In order for a state or local government to manage efficiently the removal of barriers, a prioritization of programmatic barrier removal should be identified.

Program access is a wrinkle in the Title II regulations that allow the state or local government to do whatever they must do in order to make goods and services accessible. Program access is a feature state and local governments can use for as long as they need it. That said, in a facility alteration or new construction all the features of a facility and the programs in them must be accessible to, and usable by, people with disabilities. Program access is not available in new construction or alteration because it is expected that new or upgraded facilities will meet the access requirements of the ADA.

It is important to note that the transition plan is designed to identify architectural barriers to programs. For instance, if you have a city government that owns 20 buildings built in the 1940's, and half of them have architectural barriers that prevent participation in the programs, a transition plan will need to be developed to outline how and when in the following three years (from the time of the self-evaluation) programmatic barriers will be eliminated. This was to have been initiated and accomplished by July 26th, 1995. If this has not been done it still needs to be done. If a complaint is filed with the Department of Justice, any consent decree initiated by DOJ will require a Self-Evaluation be done. It is also one of the first documents the Department of Justice asks for in the course of complaint investigation.

The Self-Evaluation Report

Generally a survey or review of the different programs that are a part of the state or local government is compiled to analyze and identify programmatic, architectural, and administrative barriers to programs. A questionnaire circulated among all divisions of a state or local government is generally the easiest way to get a systemic picture or snapshot of the program delivery for each aspect of a covered state or local government department.

The questionnaire should be based upon the Title II regulations. Different versions of the Self-Evaluation Report have been used depending on the specific government program. i.e. University, state or local government, etc.  Samples can be found here.

An ADA Self-Evaluation Committee (made up of people with disabilities and members of government agency) meets and analyzes the completed survey results. This committee prioritizes the issue of compliance in programs with barriers serving people with disabilities.

After the analysis and problem resolution of identified programmatic barriers by a group of concerned citizens with disabilities is finished, a report is written and made available to the public or federal investigators for review. This report will serve as a demonstration of good faith to comply with the access requirements of the Americans with Disabilities Act.

• Included in this aspect are examples about how they will handle requests for modification of policy and procedure from people with disabilities. In addition, information about what resources they will use should be included.
• A facilities survey identifying the architectural barriers for deaf, blind, and mobility challenged citizens should be initiated. If the ADA Self-Evaluation Committee identifies programs that need architectural barrier removal in order to be accessible, they should prioritize which barriers need to be addressed first. This then becomes the transition plan and the government entity has three years to remove barriers on this list.
• A list of the programs reviewed during the self-evaluation should be included.
• Identification of facilities surveyed and what facilities were not audited and why.

As you can see, depending on the size of the state or local government agency, this can be a big undertaking. This is why the ADA requires the appointment of a responsible person to coordinate these activities.

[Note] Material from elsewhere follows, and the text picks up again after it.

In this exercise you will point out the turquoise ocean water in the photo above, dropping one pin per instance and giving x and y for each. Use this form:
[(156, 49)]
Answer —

The unique feature of this requirement is that there is no formula that has to be followed to accomplish this. This allows each state and local government to create a game they can win within the confines of the time lines and administrative requirements, and with the involvement of people with disabilities. For example, though both the state of Alaska and the state of Hawaii wrote Self-Evaluations, neither state set in motion a plan to mimic the other but they both met the requirements of Title II and are considered to have met their administrative requirements under the ADA.

Does this have to be done on a regular basis?

Although the obligation to engage in barrier removal is clearly a continuing duty, the Department has declined to establish any independent requirement for an annual assessment or self-evaluation. However, even in the absence of an explicit regulatory requirement for periodic self-evaluations, the Department still urges state or local governments to establish procedures for an ongoing assessment of their compliance with the ADA's barrier removal requirements.

The Department recommends that this process include appropriate consultation with individuals with disabilities or organizations representing them. A serious effort at self-assessment and consultation can diminish the threat of litigation and save resources by identifying the most efficient means of providing required access.